Na ciência política, o conceito de tecnopolítica já é bastante conhecido desde a última década. Trata-se do uso das ferramentas digitais como peça central da atuação política. Como se a gestão de um mandato parlamentar, de um ator do Executivo ou de um partido, por exemplo, fosse moldada a partir do mundo digital. Não se trata de um fenômeno estritamente negativo, porém também há seu viés prejudicial à democracia.


O debate sobre o Projeto de Lei 5582/2025, o chamado PL Antifacção, é a prova mais recente do mau uso da tecnopolítica. O texto, que deveria discutir um necessário cerco às organizações criminosas internacionais que operam no Brasil, se transformou em palanque para parlamentares do Congresso Nacional, em uma clara tentativa de apropriação de determinadas posições para agradar o eleitorado a menos de um ano das eleições.


Um dos pontos de maior discussão tratava da equiparação das facções a organizações terroristas. O texto aprovado pela Câmara, no entanto, excluiu essa possibilidade, defendida, principalmente, pelos governadores mais conservadores, que disputam um espaço no eleitorado para tentar concorrer ao Planalto no ano que vem.


Sem entrar em demais pontos técnicos (e importantes) do projeto, acertou o relator Guilherme Derrite (PP-SP), secretário de Segurança Pública de São Paulo temporariamente licenciado, ao retirar a equiparação do texto final.


Em primeiro lugar, o mais óbvio: os crimes cometidos pelas facções são graves, mas não são, tecnicamente, classificados como terrorismo. A definição dada pela ONU é recente, mas bastante assertiva neste sentido. Em artigo publicado no jornal O Globo em 2005, o ex-secretário-geral Kofi Annan classificou o terror como "qualquer ação que vise a causar a morte ou provocar danos corporais graves a civis ou não-combatentes, com o objetivo de intimidar uma população ou obrigar um governo ou uma organização internacional a fazer ou deixar de fazer alguma coisa".


Ou seja, ainda que as facções criem distorções e prejuízos enormes para a sociedade, eles não ocorrem num contexto de disputa política não resolvida, como agiu, por exemplo, a Al-Qaeda de Osama Bin Laden em setembro de 2001.


Além do mais, a classificação das facções como terroristas poderia abrir um precedente perigoso do ponto de vista das relações internacionais. País líder da chamada "guerra ao terror", os Estados Unidos têm adotado táticas intervencionistas em todo o mundo para combater organizações classificadas por ele mesmo como terroristas.
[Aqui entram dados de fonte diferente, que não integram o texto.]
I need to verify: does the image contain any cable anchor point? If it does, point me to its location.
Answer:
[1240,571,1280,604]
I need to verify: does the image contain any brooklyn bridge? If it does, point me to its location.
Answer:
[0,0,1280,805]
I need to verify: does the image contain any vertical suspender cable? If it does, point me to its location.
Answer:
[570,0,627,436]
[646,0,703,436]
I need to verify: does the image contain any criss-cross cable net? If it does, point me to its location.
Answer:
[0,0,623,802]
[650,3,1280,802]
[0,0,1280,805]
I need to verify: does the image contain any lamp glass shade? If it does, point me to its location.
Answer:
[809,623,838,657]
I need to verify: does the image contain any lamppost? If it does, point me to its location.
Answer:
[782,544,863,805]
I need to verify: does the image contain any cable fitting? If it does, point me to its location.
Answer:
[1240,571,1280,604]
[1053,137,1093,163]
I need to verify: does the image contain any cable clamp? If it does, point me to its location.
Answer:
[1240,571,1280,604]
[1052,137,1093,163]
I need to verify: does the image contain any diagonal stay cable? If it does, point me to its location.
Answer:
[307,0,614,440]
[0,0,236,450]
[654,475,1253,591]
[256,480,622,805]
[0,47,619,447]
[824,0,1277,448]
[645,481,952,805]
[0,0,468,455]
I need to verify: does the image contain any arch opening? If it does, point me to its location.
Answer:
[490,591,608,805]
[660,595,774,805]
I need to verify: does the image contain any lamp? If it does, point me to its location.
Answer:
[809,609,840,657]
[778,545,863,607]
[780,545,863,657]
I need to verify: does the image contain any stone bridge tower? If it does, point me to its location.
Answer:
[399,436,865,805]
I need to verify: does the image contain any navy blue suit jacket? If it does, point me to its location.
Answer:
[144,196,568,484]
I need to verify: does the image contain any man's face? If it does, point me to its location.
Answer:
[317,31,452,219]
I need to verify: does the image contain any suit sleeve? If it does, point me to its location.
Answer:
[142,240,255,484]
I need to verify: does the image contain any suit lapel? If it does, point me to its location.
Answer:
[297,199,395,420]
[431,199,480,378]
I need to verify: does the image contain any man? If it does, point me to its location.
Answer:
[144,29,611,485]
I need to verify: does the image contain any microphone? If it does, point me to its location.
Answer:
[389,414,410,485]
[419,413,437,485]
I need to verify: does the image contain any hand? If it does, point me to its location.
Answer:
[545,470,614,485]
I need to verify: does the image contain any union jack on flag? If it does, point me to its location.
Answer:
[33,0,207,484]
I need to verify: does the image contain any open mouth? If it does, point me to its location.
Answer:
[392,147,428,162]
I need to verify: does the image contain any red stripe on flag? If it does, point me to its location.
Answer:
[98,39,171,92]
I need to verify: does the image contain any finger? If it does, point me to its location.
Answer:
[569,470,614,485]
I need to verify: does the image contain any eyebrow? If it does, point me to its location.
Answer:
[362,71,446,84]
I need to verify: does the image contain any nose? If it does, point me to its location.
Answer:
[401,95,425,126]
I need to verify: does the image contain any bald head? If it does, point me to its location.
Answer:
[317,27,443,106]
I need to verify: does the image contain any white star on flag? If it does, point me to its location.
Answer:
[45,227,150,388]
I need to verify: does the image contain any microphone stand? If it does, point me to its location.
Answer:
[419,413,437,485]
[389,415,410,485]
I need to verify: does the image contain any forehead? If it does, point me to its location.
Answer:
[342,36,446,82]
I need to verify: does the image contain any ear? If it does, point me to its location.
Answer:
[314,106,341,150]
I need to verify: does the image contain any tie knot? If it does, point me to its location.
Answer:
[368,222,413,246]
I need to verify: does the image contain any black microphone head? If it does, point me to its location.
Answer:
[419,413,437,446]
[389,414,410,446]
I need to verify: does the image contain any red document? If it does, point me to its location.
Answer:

Na prática, sem qualquer respeito ao regramento jurídico de cada país, os EUA têm adotado ofensivas para frear o que ele mesmo julga como terrorismo, ainda que não se tenha um critério definido para isso. Vale lembrar dos mais recentes ataques ordenados por Donald Trump contra embarcações venezuelanas.


Mesmo sem uma definição clara se uma facção realmente coordena o tráfico internacional de drogas da Venezuela para o restante do mundo, Trump classifica o chamado Cartel de los Soles como terrorista, o que dá permissão para intervenção direta da CIA. A medida tem como pano de fundo a inevitável disputa política entre a Casa Branca e a ditadura de Nicolás Maduro. Por que o mesmo não é adotado, por exemplo, em outros países historicamente ligados à fabricação e exportação da cocaína na América Latina, como Bolívia e Colômbia?


Diante disso, não cabe ao Brasil abrir qualquer precedente para intervenção externa, ainda que o necessário combate às facções precise ser uma das primeiras prioridades deste e de próximos governos.


Ao mesmo tempo, não se pode usar essa demanda como trampolim para se posicionar nas mídias sociais, até porque o combate a essas organizações passa muito mais pelo cerco às suas atividades econômicas do que pela coerção.